The pair have an interesting dynamic; Greenberg is the quieter joke teller and, as Karmel says “incredibly on top of everything and I’m less so”, while Karmel is more the traditional stand-up creation. “I think when they brought us on as co-head writers it’s like we just have different strengths that balance each other out. I wouldn’t say there’s like a division because there’s some days we need Ian to be more on or in standup mode,” she says. “She probably works harder than me and I feel bad about it. But it works, it works well,” he adds.

Late-night writers have regularly gone on to create television comedies and feature films.
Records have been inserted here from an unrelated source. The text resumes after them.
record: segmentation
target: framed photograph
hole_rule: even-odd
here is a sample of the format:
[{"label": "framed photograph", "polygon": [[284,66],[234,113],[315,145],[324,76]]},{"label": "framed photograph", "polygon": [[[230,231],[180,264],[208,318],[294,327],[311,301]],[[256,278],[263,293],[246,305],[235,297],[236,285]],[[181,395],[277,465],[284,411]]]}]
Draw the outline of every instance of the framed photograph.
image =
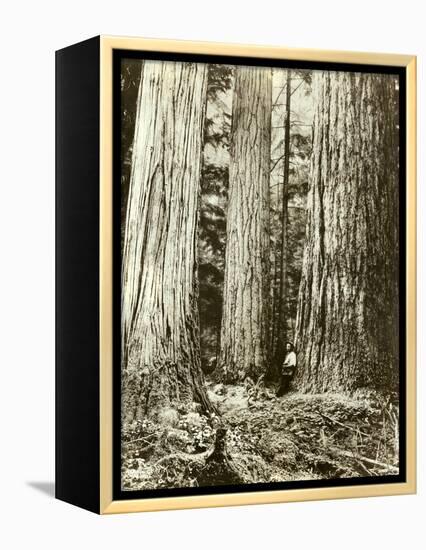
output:
[{"label": "framed photograph", "polygon": [[415,57],[57,52],[57,497],[415,492]]}]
Greenberg says that they both think about this a lot. “I feel like most writers, including myself, are always working on like a script on the side,” she says. “I think we both just like writing jokes and comedy and I’d be happy to do that in any format, whether it be scripted or more late night for the right host after James.” Karmel jokes, “Anyone who will hire us.”

Karmel himself has become on-screen talent this summer with CBS’ comedy panel show Game On!, a remake of the Corden-hosted British show A League Of Their Own. “That was so much fun. I’m a huge sports fan and like every show I got to be next to Venus Williams and across from Rob Gronkowski, and then like they would cycle in all these amazing athletes. I wish panel shows were bigger here,” he adds.